My legs freed, I shift forward to scan the view between my parents. My sister does likewise. We’re separated from each other – aside from five minutes at birth – by a folded rug, on which is a magnetic chess set and a few books. These distractions are designed to make the journey go faster. If we get desperate, out of the glove compartment comes an ancient AA handbook. It reminds us that RV, BK and TP number plates hail from Portsmouth and we can while away a good ten minutes scanning for cars that, like us, have left their home turf for a holiday.

But right now we’ve another mission. On instruction from dad our eyes are peeled, looking for the perfect picnic spot. We know well the criteria. Simpler souls may be happy to set down on a grass verge a few feet from the carriageway (how we marvel at them), but not us. Our picnic destination will likely be down the narrowest lane, over a gate and into a farmer’s field. Essentially, for dad, there will be shade. For us there will be haystacks to climb and not too far to walk. For mum, a welcome release from map reading.
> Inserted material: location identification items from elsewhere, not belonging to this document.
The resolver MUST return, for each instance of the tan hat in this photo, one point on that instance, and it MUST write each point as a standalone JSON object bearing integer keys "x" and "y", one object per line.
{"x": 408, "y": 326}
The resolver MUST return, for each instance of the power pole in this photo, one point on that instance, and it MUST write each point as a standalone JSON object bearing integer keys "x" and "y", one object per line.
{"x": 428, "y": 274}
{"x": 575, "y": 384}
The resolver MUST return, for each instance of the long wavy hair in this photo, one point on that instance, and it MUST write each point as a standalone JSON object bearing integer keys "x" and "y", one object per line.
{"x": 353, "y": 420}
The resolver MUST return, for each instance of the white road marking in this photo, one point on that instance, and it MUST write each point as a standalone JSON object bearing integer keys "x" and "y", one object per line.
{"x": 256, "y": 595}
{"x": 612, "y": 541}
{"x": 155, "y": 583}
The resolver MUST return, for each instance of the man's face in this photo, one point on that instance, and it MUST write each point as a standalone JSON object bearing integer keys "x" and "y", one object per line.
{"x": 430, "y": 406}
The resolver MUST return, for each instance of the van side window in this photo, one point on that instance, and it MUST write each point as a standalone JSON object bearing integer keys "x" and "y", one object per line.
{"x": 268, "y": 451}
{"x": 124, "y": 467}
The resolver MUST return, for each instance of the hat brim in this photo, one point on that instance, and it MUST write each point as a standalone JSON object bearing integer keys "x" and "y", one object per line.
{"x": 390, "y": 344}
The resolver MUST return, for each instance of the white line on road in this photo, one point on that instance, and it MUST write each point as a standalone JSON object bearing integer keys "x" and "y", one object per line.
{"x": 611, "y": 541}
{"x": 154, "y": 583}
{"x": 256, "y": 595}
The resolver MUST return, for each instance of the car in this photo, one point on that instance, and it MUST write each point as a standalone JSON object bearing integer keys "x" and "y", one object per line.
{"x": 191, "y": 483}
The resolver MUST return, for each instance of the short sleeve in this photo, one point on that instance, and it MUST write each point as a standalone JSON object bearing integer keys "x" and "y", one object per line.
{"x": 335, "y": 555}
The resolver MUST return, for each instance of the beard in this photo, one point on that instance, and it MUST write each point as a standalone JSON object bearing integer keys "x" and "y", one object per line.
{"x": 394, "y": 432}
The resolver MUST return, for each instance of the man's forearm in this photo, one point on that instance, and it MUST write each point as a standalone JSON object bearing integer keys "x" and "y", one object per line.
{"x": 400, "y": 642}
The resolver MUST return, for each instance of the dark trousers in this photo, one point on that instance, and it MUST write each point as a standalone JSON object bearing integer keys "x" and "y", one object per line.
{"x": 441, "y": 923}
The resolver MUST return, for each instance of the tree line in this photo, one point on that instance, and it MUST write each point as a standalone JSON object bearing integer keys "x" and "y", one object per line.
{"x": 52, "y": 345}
The rug, laid upon the resistant wheat stubble, hovers above the ground until we all pitch down. It’s part in shade, part in sun; everyone’s happy. We know the menu and to my taste, raised on healthy homemade fare, this is gourmet: orange Kraft cheese slices between white floury rolls, half a packet each of plain crisps (which seemed a lot, aged eight), milky coffee from the thermos and a choice of four cakes from the baker’s. Make that three: the Eccles is always for dad.

Somewhere, still a hundred miles away or more, is our destination: bed and breakfast at a farm in Cornwall, maybe Devon. But the holiday’s already begun.